Tudo muito bom, tudo muito bem, mas a dívida com Reino Unido e Holanda permanecia lá, crescendo feito pão. Uma hora o ajuste de contas deveria vir. E veio. Os dois países estavam irredutíveis: reembolsaram seus investidores e precisavam receber seu dinheiro de volta. O tribunal da Associação Europeia de Livre Comércio julgou o caso e o veredicto foi a favor da Islândia: o país não precisava reembolsar os depósitos perdidos.

Os islandeses, que viraram chacota em 2008 diante da ruína, como primitivos inexperientes no jogo do mercado financeiro internacional, acabaram por inaugurar uma nova e genial forma de negociação e de proteção de seu povo. Encontraram na democracia levada às últimas consequências a resposta para fazer valer o que a sociedade quer e precisa.

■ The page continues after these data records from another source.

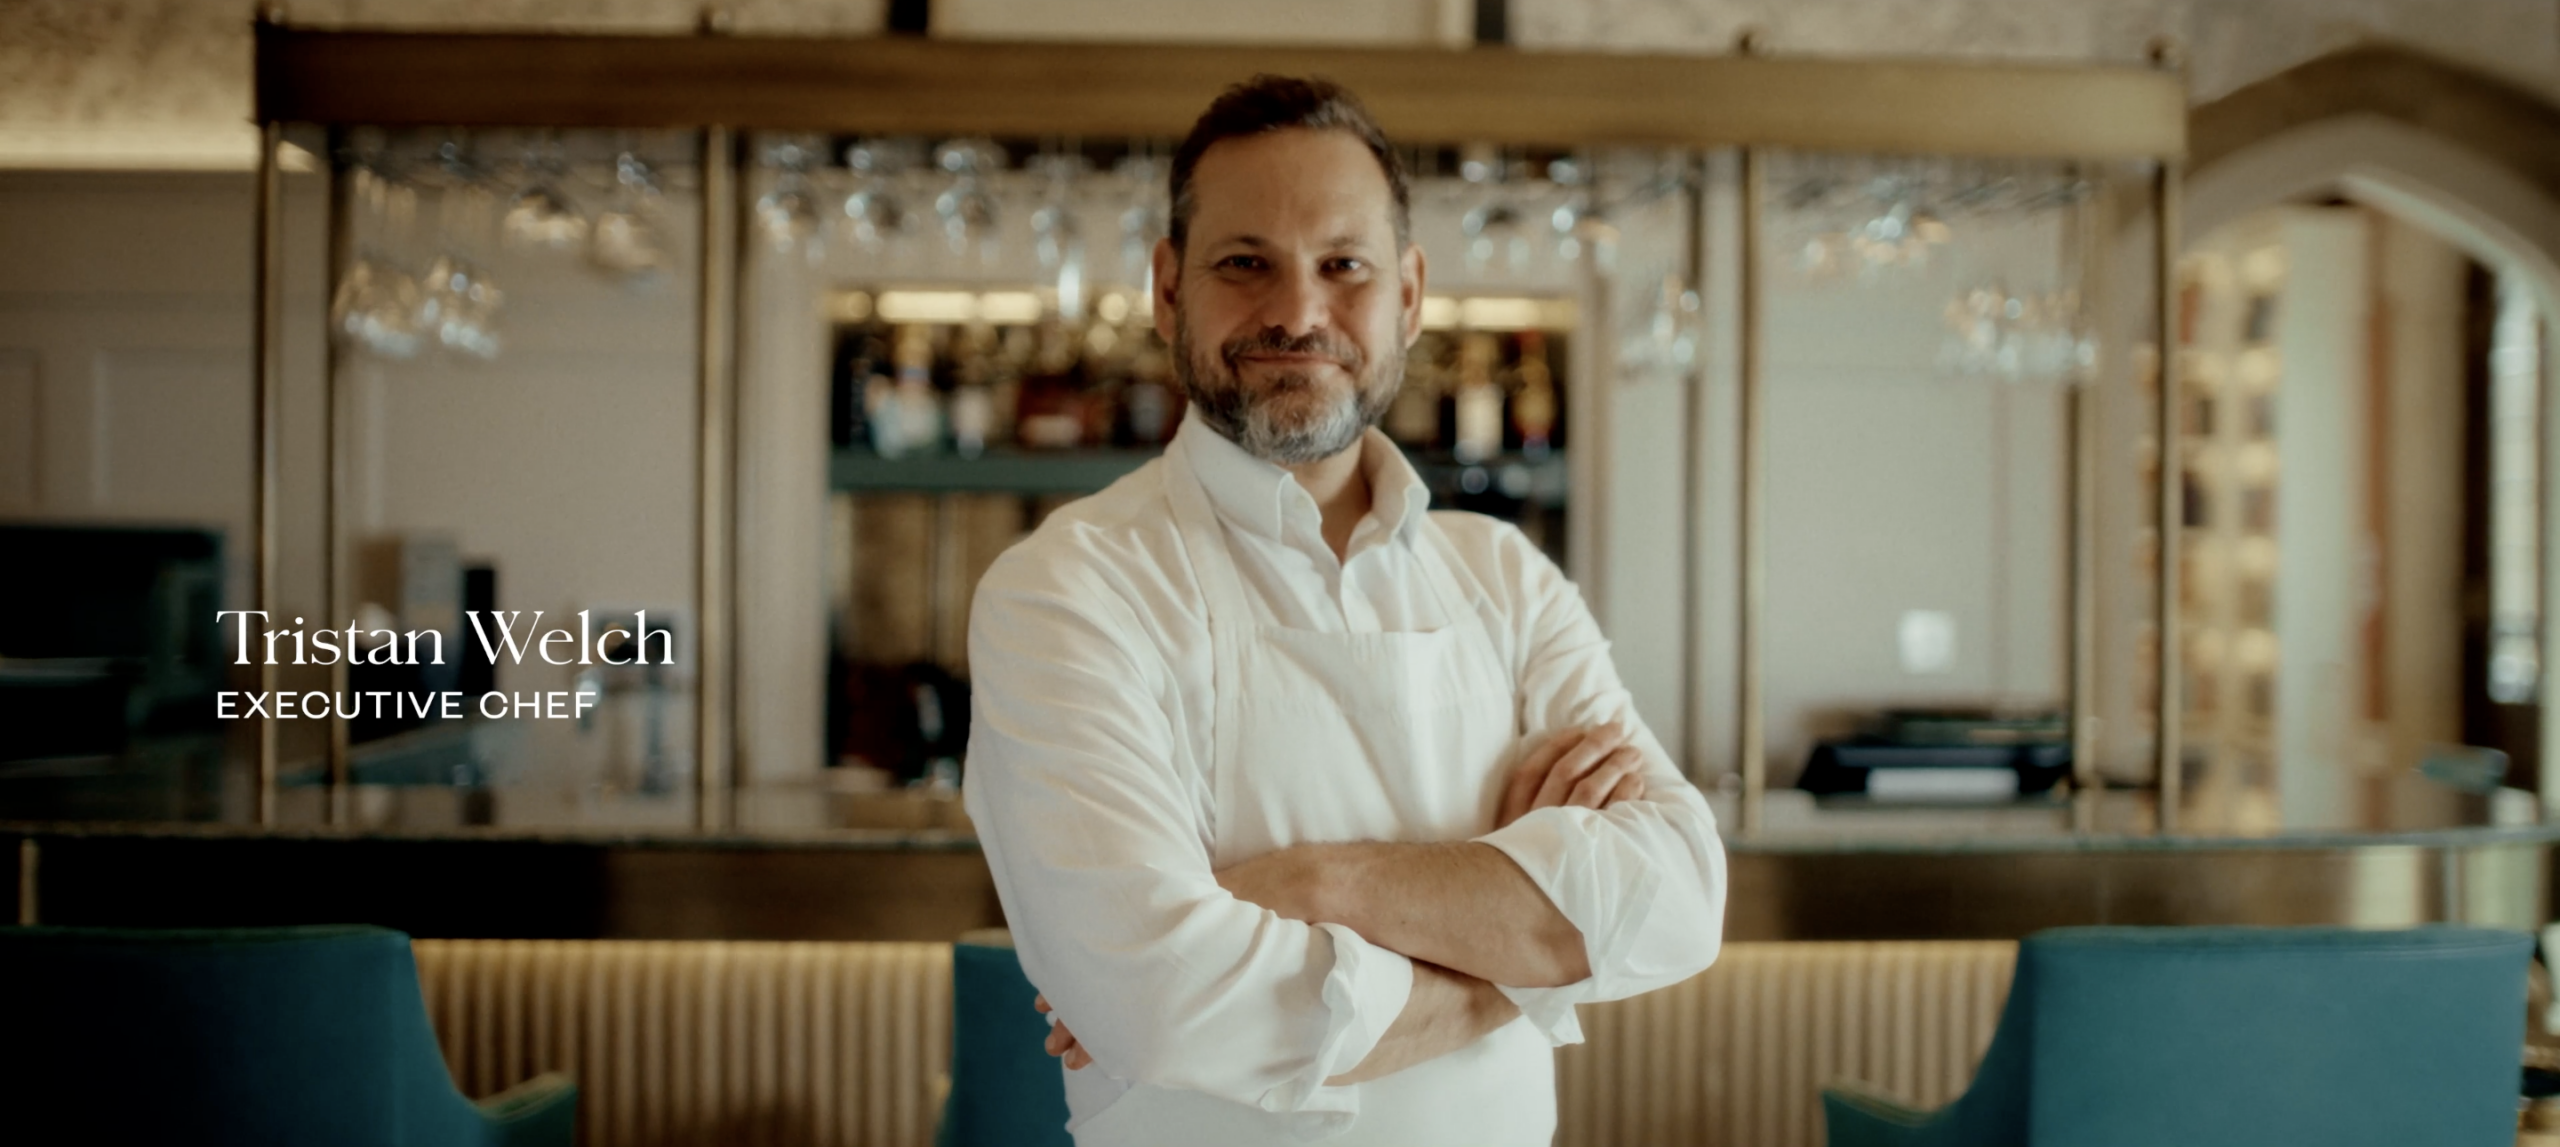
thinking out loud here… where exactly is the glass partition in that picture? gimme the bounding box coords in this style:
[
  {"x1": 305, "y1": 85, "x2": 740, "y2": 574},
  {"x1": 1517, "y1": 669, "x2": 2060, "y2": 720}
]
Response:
[
  {"x1": 311, "y1": 127, "x2": 710, "y2": 830},
  {"x1": 1751, "y1": 151, "x2": 2132, "y2": 835}
]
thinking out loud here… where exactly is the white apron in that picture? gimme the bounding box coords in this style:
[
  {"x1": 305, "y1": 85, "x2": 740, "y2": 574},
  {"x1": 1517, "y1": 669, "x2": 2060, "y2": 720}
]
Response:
[{"x1": 1067, "y1": 456, "x2": 1558, "y2": 1147}]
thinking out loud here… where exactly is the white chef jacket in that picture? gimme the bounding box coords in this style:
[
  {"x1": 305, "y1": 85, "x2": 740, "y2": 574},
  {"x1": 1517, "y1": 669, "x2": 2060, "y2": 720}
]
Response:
[{"x1": 963, "y1": 411, "x2": 1727, "y2": 1139}]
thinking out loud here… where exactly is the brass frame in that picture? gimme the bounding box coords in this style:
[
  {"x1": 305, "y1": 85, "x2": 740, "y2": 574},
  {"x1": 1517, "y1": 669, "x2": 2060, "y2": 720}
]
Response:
[
  {"x1": 324, "y1": 130, "x2": 353, "y2": 824},
  {"x1": 249, "y1": 19, "x2": 2187, "y2": 833},
  {"x1": 697, "y1": 125, "x2": 740, "y2": 832},
  {"x1": 2153, "y1": 158, "x2": 2188, "y2": 832},
  {"x1": 254, "y1": 27, "x2": 2183, "y2": 158},
  {"x1": 252, "y1": 120, "x2": 284, "y2": 824},
  {"x1": 1736, "y1": 146, "x2": 1769, "y2": 834}
]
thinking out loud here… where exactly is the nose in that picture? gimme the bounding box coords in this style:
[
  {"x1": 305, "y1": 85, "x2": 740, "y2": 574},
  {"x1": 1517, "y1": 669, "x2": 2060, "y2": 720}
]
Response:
[{"x1": 1253, "y1": 261, "x2": 1329, "y2": 339}]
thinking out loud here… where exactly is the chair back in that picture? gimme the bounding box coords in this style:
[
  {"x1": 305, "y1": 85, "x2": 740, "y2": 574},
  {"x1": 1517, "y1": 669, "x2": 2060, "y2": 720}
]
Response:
[
  {"x1": 942, "y1": 928, "x2": 1074, "y2": 1147},
  {"x1": 2018, "y1": 926, "x2": 2530, "y2": 1147},
  {"x1": 0, "y1": 924, "x2": 488, "y2": 1147}
]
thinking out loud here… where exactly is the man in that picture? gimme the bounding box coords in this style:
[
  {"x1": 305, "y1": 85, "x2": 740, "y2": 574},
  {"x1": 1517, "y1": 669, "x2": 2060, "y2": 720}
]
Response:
[{"x1": 963, "y1": 75, "x2": 1727, "y2": 1146}]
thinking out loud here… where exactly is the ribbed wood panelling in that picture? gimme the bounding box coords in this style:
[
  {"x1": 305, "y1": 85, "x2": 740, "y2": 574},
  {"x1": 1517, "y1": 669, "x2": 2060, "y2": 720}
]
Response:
[
  {"x1": 1556, "y1": 941, "x2": 2017, "y2": 1147},
  {"x1": 413, "y1": 940, "x2": 951, "y2": 1147},
  {"x1": 415, "y1": 939, "x2": 2014, "y2": 1147}
]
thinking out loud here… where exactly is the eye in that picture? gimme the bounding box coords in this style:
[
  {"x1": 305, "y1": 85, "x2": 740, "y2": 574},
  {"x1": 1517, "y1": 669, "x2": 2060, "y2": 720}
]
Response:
[
  {"x1": 1325, "y1": 257, "x2": 1367, "y2": 275},
  {"x1": 1216, "y1": 254, "x2": 1265, "y2": 272}
]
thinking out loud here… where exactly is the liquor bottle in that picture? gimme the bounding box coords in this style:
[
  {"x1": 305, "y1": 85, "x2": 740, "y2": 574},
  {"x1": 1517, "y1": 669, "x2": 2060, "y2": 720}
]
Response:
[
  {"x1": 1451, "y1": 331, "x2": 1505, "y2": 464},
  {"x1": 831, "y1": 329, "x2": 887, "y2": 449},
  {"x1": 1511, "y1": 330, "x2": 1558, "y2": 461},
  {"x1": 990, "y1": 324, "x2": 1033, "y2": 450},
  {"x1": 948, "y1": 322, "x2": 997, "y2": 458},
  {"x1": 890, "y1": 325, "x2": 945, "y2": 456},
  {"x1": 863, "y1": 327, "x2": 905, "y2": 458},
  {"x1": 1016, "y1": 319, "x2": 1086, "y2": 449},
  {"x1": 1388, "y1": 332, "x2": 1444, "y2": 448},
  {"x1": 1122, "y1": 337, "x2": 1181, "y2": 446},
  {"x1": 1077, "y1": 317, "x2": 1131, "y2": 448}
]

Não há como negar o belo exemplo dado ao mundo. E também não é possível tratar disso nos termos simplistas que isso aconteceu lá porque é um país pequeno e fácil de organizar, que a situação não se repetiria em lugares maiores. O modelo não é para ser copiado ipsis litteris, é para ser estudado, adaptado, pensado a partir de cada realidade. Vai ver que o professor Lindenbrock tinha razão ao acreditar no pergaminho escrito por Arne Saknussemm e a viagem ao centro da terra deve mesmo começar pela chaminé de um vulcão islandês. Ou alguém duvida de Julio Verne?